Un dernier détail éclaire peut-être cet attachement particulier aux mots et à l'éducation : Shakira est la fille de William Mebarak Chadid, écrivain et journaliste colombien d'origine libanaise. C'est en le regardant, enfant, penché sur sa machine à écrire qu'elle a commencé à composer ses propres textes — une habitude qu'elle cite encore aujourd'hui comme le point de départ de sa carrière. De la machine à écrire de son père aux bancs d'école qu'elle fait reconstruire à Quibdó, la boucle est en quelque sorte bouclée : pour Shakira, venir en aide au Chocó, c'est renouer avec l'endroit où son propre engagement, comme sa vocation, a commencé à s'écrire.
Jean-Marc Adolphe, avec Juan David Laverde Palma et María José Medellín Cano (El Espectador)
(1). L'origine de cette phrase est disputée, mais plusieurs pistes convergent. La source la plus fréquemment invoquée est une lettre du poète espagnol Antonio Machado à son ami l'hispaniste russe David Vigodsky, datée du 20 février 1937, en pleine guerre civile espagnole. Machado y décrivait la défense de Madrid par la population civile, alors que le gouvernement républicain avait fui la capitale : « En España lo mejor es el pueblo... el pueblo no la nombra siquiera, pero la compra con su sangre y la salva » (« En Espagne, ce qu'il y a de mieux, c'est le peuple... le peuple ne la nomme même pas, mais il l'achète de son sang et la sauve »). Cette attribution reste toutefois débattue : Machado n'a jamais écrit la formule exacte, seulement une idée proche.
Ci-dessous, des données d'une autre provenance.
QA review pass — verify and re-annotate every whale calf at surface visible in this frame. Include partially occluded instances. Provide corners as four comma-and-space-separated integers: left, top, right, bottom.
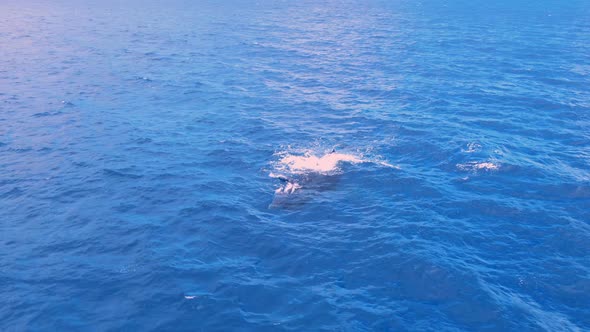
269, 150, 395, 208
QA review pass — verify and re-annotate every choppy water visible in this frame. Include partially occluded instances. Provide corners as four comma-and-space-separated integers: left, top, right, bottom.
0, 0, 590, 331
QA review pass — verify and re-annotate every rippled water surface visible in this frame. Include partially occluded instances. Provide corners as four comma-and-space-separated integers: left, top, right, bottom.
0, 0, 590, 331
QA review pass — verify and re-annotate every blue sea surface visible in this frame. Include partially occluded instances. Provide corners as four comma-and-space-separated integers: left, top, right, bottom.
0, 0, 590, 331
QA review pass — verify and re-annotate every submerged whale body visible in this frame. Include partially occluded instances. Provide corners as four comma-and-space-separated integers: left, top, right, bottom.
269, 150, 366, 208
269, 150, 397, 208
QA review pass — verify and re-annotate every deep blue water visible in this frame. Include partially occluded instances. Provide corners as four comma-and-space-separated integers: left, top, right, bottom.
0, 0, 590, 331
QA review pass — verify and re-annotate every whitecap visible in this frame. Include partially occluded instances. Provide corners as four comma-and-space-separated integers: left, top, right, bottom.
457, 161, 500, 171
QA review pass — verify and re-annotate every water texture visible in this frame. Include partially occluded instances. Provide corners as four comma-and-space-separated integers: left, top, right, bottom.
0, 0, 590, 331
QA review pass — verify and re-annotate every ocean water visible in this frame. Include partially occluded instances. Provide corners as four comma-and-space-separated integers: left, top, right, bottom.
0, 0, 590, 331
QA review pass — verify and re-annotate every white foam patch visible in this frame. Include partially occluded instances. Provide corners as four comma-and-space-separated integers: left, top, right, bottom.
269, 150, 399, 195
279, 153, 363, 174
457, 161, 500, 171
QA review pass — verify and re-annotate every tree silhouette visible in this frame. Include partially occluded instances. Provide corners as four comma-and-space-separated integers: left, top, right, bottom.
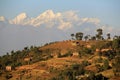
75, 32, 83, 40
107, 33, 111, 40
96, 29, 103, 40
71, 34, 75, 40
Le sociologue Santiago Armesilla situe l'origine de la formule exacte dans les groupes d'entraide anarcho-syndicalistes du XXe siècle, avant qu'elle ne devienne un slogan des gauches socialistes et communistes latino-américaines, ainsi que du justicialisme (péronisme) argentin. Une autre piste l'attribue au syndicaliste mexicain Vicente Lombardo Toledano dans les années 1920, pour souligner que seul le peuple organisé peut changer le cours de l'histoire. Elle a ensuite été reprise par de nombreux dirigeants progressistes.
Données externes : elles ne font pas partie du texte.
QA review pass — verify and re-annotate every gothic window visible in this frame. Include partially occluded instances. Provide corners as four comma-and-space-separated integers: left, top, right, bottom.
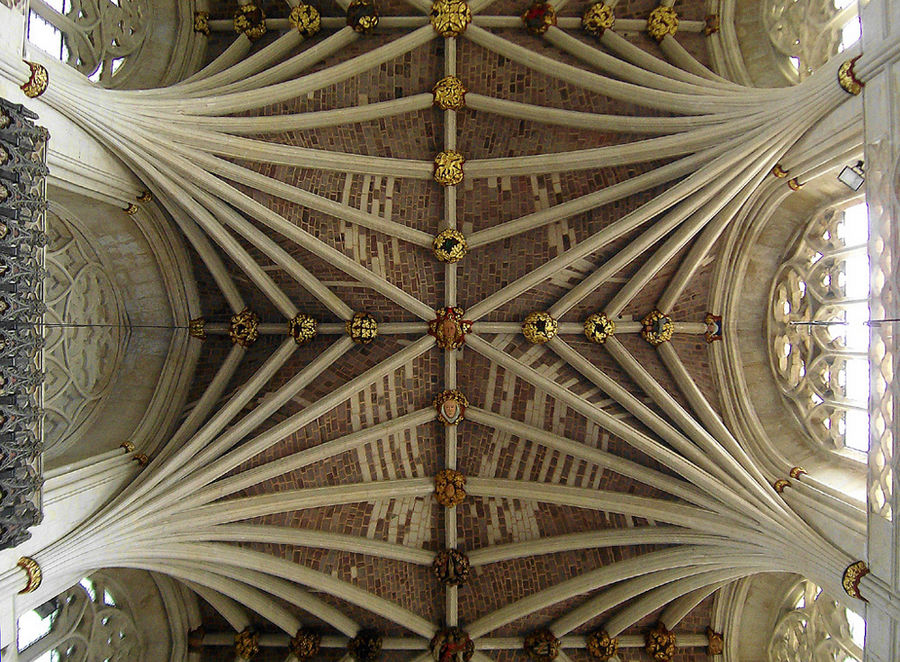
18, 573, 141, 662
763, 0, 860, 81
767, 579, 866, 662
769, 203, 869, 459
28, 0, 150, 84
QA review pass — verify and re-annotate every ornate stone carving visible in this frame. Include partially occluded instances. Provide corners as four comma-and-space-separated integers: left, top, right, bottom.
641, 308, 675, 347
434, 469, 466, 508
522, 2, 556, 34
647, 7, 678, 41
703, 313, 722, 343
288, 313, 319, 345
838, 55, 866, 96
44, 205, 128, 453
188, 317, 206, 340
344, 313, 378, 345
234, 628, 259, 660
434, 149, 465, 186
194, 9, 209, 37
428, 306, 472, 349
841, 561, 869, 602
581, 2, 616, 39
644, 622, 677, 662
434, 389, 469, 425
431, 76, 466, 110
431, 549, 471, 586
431, 228, 469, 263
288, 3, 322, 38
234, 4, 266, 41
429, 627, 475, 662
347, 0, 378, 34
347, 630, 381, 662
228, 308, 259, 347
288, 628, 322, 662
522, 310, 559, 345
587, 630, 619, 662
21, 62, 50, 99
523, 630, 559, 662
584, 313, 616, 345
16, 556, 44, 594
431, 0, 472, 37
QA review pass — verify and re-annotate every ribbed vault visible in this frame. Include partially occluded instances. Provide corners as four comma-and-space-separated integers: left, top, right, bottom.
3, 0, 897, 660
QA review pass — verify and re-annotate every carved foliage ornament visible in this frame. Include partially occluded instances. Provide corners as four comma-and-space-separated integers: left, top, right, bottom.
644, 622, 676, 662
431, 76, 466, 110
428, 306, 472, 350
228, 308, 259, 347
434, 389, 469, 425
706, 625, 725, 655
584, 313, 616, 345
188, 317, 206, 340
647, 7, 678, 42
587, 630, 619, 662
288, 628, 322, 660
522, 2, 556, 34
703, 313, 722, 343
641, 309, 675, 347
429, 627, 475, 662
434, 469, 466, 508
581, 2, 616, 39
841, 561, 869, 602
431, 0, 472, 37
234, 5, 266, 41
431, 549, 470, 586
347, 630, 381, 662
431, 228, 469, 263
234, 628, 259, 660
344, 313, 378, 345
838, 55, 866, 96
522, 310, 559, 345
434, 149, 465, 186
288, 3, 322, 37
347, 0, 378, 34
16, 556, 44, 593
524, 630, 559, 662
288, 313, 319, 345
22, 62, 50, 99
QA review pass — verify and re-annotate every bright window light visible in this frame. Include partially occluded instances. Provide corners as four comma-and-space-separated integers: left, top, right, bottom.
19, 611, 56, 651
840, 16, 862, 50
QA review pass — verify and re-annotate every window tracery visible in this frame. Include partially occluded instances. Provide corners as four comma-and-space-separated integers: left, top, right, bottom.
18, 573, 142, 662
767, 579, 865, 662
769, 204, 869, 451
28, 0, 151, 83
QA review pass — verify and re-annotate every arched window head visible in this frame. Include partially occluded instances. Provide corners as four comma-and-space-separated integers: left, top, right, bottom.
766, 579, 866, 662
762, 0, 860, 81
768, 197, 869, 459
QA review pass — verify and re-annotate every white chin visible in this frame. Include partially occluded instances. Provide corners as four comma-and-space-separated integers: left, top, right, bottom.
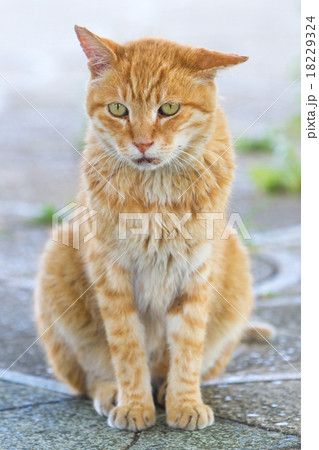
131, 160, 163, 170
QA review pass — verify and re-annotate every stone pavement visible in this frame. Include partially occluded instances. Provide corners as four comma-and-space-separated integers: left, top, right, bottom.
0, 215, 300, 449
0, 0, 300, 450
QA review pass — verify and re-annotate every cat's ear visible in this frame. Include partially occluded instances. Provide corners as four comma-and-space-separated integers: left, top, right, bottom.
74, 25, 121, 78
192, 48, 249, 78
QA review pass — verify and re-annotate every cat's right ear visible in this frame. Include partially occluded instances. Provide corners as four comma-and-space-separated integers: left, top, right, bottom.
74, 25, 120, 78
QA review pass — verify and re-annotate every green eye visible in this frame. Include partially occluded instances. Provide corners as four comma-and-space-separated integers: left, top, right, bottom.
108, 103, 128, 117
158, 103, 181, 116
En version catalane (« Sols el poble salva el poble »), elle est notamment devenue le refrain de la chanson Leimotiv (1998) du groupe de rock radical catalan KOP, écrite par Juanra Rodríguez. En français, on la retrouve dans le slogan des Brigades de solidarité populaire (BSP), mouvement d'entraide né en 2020 pendant la pandémie.